The standard IT answer is - 'it depends'.  Typically a coder will/should internally document the program (header template with in-line and block comments); but this is assuming that s/he works in a structured environment where there is turn-over and that someone else may maintain the code down the road.  In shops where a coder is 'fire-proof', works alone and assumes s/he will stay/live forever, there may not be as much internal coding because the functionality is committed to memory. And as long as you are the only person who understands the code, your job is safe. You protect your knowledge of the code as a Jedi protects a lightsaber.

A coder may also do the end-user or technical documentation, but it depends if this is a small company where the coder does the work of three people, or a company that can afford a business analyst or tech writer. If the company is a contractor, they will have a separate person for external documentation - each additional person represents revenue.  If they are smart, they will bill for a business analyst, requirements person, tester and tech writer to create a paper trail outside of the code itself.

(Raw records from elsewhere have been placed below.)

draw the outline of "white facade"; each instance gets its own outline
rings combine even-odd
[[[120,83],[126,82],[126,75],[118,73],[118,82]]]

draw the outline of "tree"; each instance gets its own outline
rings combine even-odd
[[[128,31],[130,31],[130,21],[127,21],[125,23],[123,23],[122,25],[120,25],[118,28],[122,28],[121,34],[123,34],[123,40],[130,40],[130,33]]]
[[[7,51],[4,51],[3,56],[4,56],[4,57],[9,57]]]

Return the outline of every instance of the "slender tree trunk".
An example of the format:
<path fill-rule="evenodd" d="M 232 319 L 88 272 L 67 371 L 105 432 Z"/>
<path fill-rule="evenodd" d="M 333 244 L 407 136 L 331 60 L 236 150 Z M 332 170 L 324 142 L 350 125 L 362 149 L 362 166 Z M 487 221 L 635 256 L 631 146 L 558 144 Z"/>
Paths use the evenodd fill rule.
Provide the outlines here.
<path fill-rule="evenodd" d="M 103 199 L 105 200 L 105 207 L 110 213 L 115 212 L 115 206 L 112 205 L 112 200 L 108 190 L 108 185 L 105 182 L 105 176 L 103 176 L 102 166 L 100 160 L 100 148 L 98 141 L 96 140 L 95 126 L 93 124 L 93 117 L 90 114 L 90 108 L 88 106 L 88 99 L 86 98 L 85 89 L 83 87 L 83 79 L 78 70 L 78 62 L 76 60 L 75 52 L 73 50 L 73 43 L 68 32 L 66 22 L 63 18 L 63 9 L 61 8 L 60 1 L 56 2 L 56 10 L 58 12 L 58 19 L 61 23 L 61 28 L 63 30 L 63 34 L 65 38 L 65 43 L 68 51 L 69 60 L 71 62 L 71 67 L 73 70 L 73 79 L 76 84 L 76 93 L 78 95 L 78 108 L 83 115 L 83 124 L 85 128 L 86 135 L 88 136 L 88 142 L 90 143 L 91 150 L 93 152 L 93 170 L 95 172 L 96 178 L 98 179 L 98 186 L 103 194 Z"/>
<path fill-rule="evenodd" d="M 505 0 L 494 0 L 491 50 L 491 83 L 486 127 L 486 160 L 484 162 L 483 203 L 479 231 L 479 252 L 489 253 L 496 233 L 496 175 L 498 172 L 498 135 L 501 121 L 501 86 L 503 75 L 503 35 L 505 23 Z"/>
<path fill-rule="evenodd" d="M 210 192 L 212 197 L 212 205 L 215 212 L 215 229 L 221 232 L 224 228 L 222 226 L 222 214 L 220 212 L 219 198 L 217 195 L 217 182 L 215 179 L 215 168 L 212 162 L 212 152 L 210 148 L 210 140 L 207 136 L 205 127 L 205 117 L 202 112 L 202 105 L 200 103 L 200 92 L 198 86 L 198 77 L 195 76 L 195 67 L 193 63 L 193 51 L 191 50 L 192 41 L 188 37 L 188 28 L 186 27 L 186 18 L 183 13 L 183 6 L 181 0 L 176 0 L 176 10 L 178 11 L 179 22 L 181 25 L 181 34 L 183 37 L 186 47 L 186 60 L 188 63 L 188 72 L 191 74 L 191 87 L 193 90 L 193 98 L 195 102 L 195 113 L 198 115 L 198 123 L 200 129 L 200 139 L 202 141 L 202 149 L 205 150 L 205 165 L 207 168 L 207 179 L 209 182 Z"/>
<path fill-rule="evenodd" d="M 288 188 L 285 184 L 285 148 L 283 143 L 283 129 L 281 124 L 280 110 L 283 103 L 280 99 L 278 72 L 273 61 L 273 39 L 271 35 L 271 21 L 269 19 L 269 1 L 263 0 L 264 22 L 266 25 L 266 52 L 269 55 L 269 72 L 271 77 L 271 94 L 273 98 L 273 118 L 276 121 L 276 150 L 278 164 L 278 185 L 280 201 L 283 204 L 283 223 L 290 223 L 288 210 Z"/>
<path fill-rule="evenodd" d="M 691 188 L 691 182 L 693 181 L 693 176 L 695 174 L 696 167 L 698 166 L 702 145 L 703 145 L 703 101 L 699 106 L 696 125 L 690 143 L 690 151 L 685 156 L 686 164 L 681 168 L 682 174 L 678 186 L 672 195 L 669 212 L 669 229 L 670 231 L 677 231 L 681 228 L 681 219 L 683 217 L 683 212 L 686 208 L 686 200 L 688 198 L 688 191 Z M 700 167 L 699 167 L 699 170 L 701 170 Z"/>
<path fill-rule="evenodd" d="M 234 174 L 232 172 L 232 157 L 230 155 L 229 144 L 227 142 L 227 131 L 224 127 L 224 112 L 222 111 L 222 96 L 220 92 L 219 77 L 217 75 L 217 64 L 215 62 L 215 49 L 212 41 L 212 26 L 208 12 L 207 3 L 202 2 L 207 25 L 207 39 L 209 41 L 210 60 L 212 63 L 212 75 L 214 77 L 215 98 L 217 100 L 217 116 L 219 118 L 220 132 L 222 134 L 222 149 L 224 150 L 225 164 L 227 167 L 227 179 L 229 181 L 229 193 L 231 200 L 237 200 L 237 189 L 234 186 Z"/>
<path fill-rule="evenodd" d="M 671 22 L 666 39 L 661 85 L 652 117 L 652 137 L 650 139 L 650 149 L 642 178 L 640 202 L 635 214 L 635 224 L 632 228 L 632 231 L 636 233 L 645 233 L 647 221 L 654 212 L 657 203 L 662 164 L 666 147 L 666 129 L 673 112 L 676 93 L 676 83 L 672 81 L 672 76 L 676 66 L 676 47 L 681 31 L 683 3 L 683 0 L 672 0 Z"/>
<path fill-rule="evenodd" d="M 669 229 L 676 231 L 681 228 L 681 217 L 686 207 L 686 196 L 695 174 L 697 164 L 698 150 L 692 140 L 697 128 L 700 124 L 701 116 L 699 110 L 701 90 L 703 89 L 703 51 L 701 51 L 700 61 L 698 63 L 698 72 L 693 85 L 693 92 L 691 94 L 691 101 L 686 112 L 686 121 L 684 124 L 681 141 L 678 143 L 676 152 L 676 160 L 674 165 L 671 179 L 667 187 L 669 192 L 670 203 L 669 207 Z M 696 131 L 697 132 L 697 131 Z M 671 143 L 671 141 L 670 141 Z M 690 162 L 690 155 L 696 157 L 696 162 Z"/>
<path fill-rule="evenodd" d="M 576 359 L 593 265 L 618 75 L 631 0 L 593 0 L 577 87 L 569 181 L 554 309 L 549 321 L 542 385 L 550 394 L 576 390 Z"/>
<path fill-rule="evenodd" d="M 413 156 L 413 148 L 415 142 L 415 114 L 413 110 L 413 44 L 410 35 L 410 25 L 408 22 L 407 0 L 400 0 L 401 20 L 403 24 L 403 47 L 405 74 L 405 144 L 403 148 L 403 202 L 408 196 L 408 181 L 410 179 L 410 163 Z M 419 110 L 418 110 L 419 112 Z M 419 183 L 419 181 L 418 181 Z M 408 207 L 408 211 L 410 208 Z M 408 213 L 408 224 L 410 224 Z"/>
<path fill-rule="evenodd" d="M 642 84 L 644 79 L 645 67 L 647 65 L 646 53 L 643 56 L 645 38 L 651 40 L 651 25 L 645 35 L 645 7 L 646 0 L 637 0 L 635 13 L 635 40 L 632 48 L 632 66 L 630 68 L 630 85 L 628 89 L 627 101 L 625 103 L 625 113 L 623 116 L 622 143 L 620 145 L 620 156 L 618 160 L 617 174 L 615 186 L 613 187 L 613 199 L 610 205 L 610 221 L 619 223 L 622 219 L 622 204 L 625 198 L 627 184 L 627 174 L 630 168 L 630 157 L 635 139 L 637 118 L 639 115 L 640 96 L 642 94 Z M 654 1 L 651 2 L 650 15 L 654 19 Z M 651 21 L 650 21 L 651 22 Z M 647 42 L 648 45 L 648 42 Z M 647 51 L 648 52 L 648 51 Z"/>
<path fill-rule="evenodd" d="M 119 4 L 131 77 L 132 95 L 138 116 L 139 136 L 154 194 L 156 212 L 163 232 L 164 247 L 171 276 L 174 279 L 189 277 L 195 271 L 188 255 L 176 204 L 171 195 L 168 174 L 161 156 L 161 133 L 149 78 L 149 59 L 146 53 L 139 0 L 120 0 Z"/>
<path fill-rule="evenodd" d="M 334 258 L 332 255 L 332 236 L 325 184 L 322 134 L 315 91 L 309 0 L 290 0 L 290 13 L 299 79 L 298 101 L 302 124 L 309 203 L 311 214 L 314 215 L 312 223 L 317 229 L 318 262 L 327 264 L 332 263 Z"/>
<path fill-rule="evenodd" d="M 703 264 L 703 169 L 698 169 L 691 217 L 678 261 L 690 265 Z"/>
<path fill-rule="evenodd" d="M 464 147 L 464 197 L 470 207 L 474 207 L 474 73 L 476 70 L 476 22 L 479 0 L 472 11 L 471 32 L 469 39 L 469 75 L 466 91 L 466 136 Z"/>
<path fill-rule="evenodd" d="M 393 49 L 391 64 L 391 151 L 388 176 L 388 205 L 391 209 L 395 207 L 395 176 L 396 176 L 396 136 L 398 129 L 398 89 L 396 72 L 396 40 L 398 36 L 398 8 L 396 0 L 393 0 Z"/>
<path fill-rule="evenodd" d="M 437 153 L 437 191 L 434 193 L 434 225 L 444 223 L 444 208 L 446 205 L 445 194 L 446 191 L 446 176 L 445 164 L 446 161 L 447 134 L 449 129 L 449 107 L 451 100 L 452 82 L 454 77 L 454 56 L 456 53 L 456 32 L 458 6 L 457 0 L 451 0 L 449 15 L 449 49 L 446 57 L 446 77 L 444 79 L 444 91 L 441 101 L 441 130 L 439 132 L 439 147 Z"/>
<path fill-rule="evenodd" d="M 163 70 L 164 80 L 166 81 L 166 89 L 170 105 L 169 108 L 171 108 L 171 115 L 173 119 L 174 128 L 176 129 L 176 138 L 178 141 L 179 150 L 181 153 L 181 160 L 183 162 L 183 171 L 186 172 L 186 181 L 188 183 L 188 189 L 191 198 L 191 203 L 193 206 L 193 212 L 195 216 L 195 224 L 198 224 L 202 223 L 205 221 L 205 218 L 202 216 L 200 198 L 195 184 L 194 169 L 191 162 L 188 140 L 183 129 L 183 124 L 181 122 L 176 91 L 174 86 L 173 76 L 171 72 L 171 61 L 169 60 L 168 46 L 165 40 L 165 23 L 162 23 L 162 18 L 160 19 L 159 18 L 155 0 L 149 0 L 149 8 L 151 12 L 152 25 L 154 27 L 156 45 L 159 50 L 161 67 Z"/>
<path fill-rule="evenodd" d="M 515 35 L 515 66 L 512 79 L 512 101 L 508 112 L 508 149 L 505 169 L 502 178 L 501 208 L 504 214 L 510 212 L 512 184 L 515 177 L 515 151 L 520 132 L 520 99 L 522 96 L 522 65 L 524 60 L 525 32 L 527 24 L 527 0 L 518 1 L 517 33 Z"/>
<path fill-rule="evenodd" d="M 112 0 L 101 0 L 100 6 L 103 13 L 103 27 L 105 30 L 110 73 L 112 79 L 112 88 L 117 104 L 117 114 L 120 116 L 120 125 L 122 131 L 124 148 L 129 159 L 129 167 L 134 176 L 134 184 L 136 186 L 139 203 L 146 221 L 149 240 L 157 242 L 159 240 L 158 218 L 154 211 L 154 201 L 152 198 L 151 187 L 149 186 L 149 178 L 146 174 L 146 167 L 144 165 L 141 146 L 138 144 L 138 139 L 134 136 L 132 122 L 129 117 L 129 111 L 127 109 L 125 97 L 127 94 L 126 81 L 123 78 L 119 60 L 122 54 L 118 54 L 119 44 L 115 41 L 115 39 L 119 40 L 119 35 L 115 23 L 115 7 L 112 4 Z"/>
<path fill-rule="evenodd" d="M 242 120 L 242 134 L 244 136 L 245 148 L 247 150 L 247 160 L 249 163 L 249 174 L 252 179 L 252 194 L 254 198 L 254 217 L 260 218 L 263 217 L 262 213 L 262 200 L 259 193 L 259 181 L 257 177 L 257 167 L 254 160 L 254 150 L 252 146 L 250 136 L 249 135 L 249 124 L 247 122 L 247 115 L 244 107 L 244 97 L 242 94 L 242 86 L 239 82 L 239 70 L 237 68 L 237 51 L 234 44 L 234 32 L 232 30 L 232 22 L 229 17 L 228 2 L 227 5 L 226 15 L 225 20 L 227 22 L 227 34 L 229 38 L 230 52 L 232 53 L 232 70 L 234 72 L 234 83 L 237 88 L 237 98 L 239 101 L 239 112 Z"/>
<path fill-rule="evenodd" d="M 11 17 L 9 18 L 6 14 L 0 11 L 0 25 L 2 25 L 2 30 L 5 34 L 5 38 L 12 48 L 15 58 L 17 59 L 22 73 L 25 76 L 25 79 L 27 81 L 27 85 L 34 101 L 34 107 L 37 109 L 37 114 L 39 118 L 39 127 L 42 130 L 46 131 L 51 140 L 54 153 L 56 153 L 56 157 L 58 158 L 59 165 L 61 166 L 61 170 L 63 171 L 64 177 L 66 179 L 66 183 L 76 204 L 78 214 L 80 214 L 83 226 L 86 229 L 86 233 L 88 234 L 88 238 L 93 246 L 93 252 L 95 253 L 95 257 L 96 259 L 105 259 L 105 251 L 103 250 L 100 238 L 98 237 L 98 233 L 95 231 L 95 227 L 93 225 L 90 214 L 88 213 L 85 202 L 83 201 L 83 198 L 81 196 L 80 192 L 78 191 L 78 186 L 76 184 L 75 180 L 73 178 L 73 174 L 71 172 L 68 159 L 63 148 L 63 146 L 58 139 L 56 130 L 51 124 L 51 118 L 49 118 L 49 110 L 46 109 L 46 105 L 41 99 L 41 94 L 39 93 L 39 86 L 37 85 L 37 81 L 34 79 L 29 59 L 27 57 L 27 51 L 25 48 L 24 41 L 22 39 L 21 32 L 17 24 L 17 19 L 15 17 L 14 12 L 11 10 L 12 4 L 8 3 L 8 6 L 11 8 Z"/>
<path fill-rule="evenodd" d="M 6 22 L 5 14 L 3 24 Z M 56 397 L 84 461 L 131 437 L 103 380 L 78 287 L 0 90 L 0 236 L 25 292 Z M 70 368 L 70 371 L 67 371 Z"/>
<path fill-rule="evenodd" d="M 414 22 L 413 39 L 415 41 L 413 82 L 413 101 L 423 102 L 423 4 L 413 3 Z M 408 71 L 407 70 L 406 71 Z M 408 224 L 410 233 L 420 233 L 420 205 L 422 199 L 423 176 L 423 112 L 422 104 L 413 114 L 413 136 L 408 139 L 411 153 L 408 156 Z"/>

But beyond the revenue value, it does help to have someone to ensure that the internal and external documentation is useful, usable and used.

Another factor is whether English is the person's primary language. For the sake of revenue enhancement, I have seen staff augmentation with an emphasis on capturing off-shore talent.  These employees are not always comfortable writing down comments for fear that their written English skills will expose them or get them labeled as expendable. Hence, being hesitant to provide anything beyond very basic statements does not mean a lack of conscientiousness, but the need to get comfortable in putting one's words in the public square.

So yes Beth 'it depends'.

Coder turned tech writer
  • 12/14/2012 10:34:11 AM

Bryan, interesting advice! Do you find that coders are typically writing the document around their work or working with somebody else who can do that for them? I'm thinking a coder might not always be the best person to communicate that info.